O noticiário político doméstico carregado, em meio à ampliação do espaço do Centrão no governo, e o ambiente externo menos propício ao risco fizeram o dólar interromper a sequência de dois pregões de queda para fechar em alta nesta quarta-feira, 22, com investidores recompondo posições defensivas.
Com máxima de R$ 5,2242, o dólar à vista encerrou a sessão negociado a R$ 5,2130, avanço de 0,41%. Com isso, a moeda americana acumula valorização de 1,74% na semana e de 4,82% em julho. O real ainda se recente de ter tido o pior desempenho entre as moedas emergentes na segunda-feira, dia 19, quando uma onda de aversão ao risco dominou os mercados e levou a divisa dos EUA a fechar em alta 2,64%.
Operadores e analistas atribuem parte da fraqueza da moeda brasileira ao clima de incertezas no campo político, em meio à perda de popularidade do presidente Jair Bolsonaro, alvejado pela CPI da Covid, e aos temores de antecipação do calendário eleitoral, com o governo abrindo a torneira do Orçamento.
Bolsonaro confirmou hoje a troca de cadeiras na Esplanada dos Ministérios, com o senador Ciro Nogueira (PP-PI), um dos próceres do Centrão, assumindo o Ministério da Casa Civil no lugar do general Luiz Eduardo Ramos – que pode assumir a Secretaria Geral da Presidência, hoje ocupada por Onyx Lorenzoni. Caberá a Onyx ocupar o Ministério do Emprego e Previdência, que será criado a partir do desmembramento do Ministério da Economia.
O ministro Paulo Guedes, da Economia, minimizou a perda da área de Emprego e Previdência, disse que a política econômica não muda e fez elogios tanto a Onyx quanto a Nogueira. Guedes também disse que já tem espaço no Orçamento para ampliação do Bolsa Família e voltou a defender a reforma do Imposto de Renda, com a taxação de lucros e dividendos.

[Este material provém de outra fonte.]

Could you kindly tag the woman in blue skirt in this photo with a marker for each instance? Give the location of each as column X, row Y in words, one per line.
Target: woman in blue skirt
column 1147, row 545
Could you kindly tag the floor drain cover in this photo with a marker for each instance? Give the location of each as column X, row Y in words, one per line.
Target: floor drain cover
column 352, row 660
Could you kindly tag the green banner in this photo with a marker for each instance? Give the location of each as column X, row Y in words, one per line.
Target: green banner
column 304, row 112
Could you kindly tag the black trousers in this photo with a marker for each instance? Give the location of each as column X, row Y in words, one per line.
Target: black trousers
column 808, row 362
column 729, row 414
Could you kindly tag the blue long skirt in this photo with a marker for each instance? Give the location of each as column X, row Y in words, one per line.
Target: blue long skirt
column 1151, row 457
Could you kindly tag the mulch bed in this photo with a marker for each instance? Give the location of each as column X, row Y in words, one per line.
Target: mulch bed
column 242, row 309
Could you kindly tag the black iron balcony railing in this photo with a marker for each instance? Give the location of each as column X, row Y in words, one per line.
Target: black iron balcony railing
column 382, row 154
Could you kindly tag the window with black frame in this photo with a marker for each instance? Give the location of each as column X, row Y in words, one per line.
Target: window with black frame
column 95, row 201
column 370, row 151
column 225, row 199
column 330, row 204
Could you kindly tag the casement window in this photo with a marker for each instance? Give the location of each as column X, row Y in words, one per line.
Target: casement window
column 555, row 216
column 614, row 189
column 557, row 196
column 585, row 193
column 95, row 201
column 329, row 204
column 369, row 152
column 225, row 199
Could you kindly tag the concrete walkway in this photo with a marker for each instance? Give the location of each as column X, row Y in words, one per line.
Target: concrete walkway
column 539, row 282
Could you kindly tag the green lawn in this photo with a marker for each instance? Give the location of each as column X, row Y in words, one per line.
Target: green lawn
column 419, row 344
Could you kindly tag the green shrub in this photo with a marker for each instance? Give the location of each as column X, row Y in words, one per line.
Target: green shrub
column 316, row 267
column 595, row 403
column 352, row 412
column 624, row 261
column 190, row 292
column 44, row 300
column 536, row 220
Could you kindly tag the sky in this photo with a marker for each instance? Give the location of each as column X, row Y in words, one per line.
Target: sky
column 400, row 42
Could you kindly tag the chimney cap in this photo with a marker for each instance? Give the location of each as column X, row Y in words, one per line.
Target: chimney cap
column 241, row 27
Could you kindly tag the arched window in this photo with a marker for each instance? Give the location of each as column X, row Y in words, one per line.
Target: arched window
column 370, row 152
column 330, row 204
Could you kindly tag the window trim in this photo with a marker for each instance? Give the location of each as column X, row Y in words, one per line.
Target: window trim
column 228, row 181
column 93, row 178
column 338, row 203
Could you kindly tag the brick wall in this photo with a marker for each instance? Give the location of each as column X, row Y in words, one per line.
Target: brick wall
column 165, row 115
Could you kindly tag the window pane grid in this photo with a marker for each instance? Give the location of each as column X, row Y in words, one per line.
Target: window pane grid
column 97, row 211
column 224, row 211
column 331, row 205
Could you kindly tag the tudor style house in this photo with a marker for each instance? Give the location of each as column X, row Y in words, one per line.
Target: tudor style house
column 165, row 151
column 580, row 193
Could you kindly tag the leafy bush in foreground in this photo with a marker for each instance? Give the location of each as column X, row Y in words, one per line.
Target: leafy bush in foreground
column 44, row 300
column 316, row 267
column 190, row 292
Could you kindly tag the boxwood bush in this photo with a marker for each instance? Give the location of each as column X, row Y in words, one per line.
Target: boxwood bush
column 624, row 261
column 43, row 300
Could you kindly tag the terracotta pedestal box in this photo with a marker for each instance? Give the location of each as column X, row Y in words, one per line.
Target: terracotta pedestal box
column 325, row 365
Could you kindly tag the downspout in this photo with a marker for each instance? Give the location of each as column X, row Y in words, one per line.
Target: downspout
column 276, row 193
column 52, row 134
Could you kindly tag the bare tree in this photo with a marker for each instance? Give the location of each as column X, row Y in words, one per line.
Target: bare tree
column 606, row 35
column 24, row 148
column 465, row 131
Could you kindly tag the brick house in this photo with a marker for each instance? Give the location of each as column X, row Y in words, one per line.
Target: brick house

Para Reginaldo Galhardo, gerente de câmbio da Treviso Corretora, após uma trégua com o recesso parlamentar, o noticiário em Brasília voltou a contaminar a formação da taxa de câmbio. "Quando o dólar tenta dar uma melhorada, aparecem novos fatos que geram instabilidade. Agora existe essa percepção de que o presidente está fragilizado e busca uma recomposição com o Centrão", afirma Galhardo. "Isso faz o mercado ficar muito arisco e buscar proteção no dólar enquanto não existe uma clareza do que vai acontecer".
Pela manhã, o dólar até chegou a operar em queda e descer até a mínima de R$ 5,1694, em meio a muita volatilidade vinda do exterior, enquanto investidores absorviam dados ruins da economia americana e as declarações da presidente do Banco Central Europeu (BCE), Christine Lagarde, que garantiu a continuidade dos estímulos monetários – o que tende a tirar força do euro.
Lá fora, o DXY – que mede a variação da moeda americana em relação a seis divisas fortes – chacoalhou bastante, mas passou a trabalhar em alta ao longo da tarde. Em relação a divisas emergentes, o desempenho do dólar foi misto, com leve baixa em relação ao peso mexicano e alta firme ante o rand sul-africano após o Banco Central do país manter a taxa básica de juros em 3,5% ao ano.
Para Rodrigo Friedrich, head de renda variável da Renova Invest, escritório plugado ao BTG Pactual, a despeito dos dados mais fracos da economia americana, o mercado segue muito assustado com a inflação e a possível reação do Fed. "Temos a safra de balanço nos Estados Unidos agora e, em todos os comentários de resultados de instituições financeiras, aparece essa preocupação com a inflação", diz Friedrich, que vê acredita em dólar na casa de R$ 5,30 no curto prazo.
Em nota a clientes, Richard Rytenband, economista e CEO da Convex Reserch Independente, afirma que uma "nova onda" de valorização do dólar "está em andamento" , em meio a um cenário de muita fragilidades da economia global e com a inflação alta nos Estados Unidos, o que pressiona o Fed.
Para Rytenband, o Brasil tem fragilidades, com o cenário político instável, taxas de juro ainda pouco atraentes, apesar do ciclo de aperto monetário, e provável reversão da dinâmica das contas externas, hoje favorável, com a retomada do crescimento econômico.